Alors que des dizaines de milliers de manifestants pro et anti-Yoon sont massés à Séoul, les premiers devant le Parlement et les seconds dans le centre-ville, le président de l'Assemblée nationale Woo Won-shik a ouvert la séance vers 16H05 (07H05 GMT).
L'imposition de la loi martiale "est une violation claire de la Constitution et une grave infraction à la loi", a déclaré à la tribune Park Chan-dae, le chef de file des députés du Parti démocrate, la principale force d'opposition. "Yoon Suk Yeol est le cerveau de cette rébellion".
"Je vous demande instamment de voter en faveur de la destitution afin de laisser une leçon historique selon laquelle ceux qui détruisent l'ordre constitutionnel devront rendre des comptes", a poursuivi M. Park. "Yoon Suk Yeol est le plus grand risque pour la République de Corée".
Le scrutin à bulletin secrets, a duré une quarantaine de minutes, a commencé vers 16H30 (07H30 GMT), les députés faisant la queue pour déposer un à un leur bulletin dans l'urne.

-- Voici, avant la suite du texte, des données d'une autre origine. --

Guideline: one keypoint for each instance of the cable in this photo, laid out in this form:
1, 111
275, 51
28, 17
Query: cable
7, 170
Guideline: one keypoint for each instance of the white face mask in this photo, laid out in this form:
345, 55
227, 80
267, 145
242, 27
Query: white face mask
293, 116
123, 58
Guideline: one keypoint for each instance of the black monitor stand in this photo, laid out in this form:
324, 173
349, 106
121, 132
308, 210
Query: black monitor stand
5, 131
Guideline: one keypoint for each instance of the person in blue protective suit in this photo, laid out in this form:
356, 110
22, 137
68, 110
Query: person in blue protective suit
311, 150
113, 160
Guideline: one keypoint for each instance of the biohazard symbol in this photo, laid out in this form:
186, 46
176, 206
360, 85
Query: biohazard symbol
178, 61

Le 7 décembre, une première motion de destitution avait échoué, la plupart des députés du Parti du pouvoir au peuple (PPP) de M. Yoon ayant quitté l'hémicycle avant le vote pour empêcher le quorum d'être atteint.
Arrestations
Vendredi, le parquet a annoncé l'arrestation du chef du commandement militaire de Séoul, et un tribunal a lancé des mandats d'arrêt contre le chefs de la police nationale et celui de la police de Séoul, citant un "risque de destruction de preuves".
L'ancien ministre de la Défense Kim Yong-hyun, considéré comme la personne ayant poussé le président à imposer la loi martiale, avait été le premier a être arrêté le 8 décembre. Il avait tenté deux jours plus tard de se suicider en détention.
Yoon Suk Yeol avait sidéré la Corée du Sud dans la nuit du 3 au 4 décembre en instaurant la loi martiale, une première en plus de quatre décennies dans le pays, et en envoyant l'armée au Parlement pour essayer d'empêcher les députés de se réunir.
Dans un hémicycle cerné par les forces spéciales, les députés avaient tout de même réussi à tenir une séance d'urgence et à voter un texte réclamant l'abolition de la loi martiale, auquel le président avait été constitutionnellement obligé d'obéir.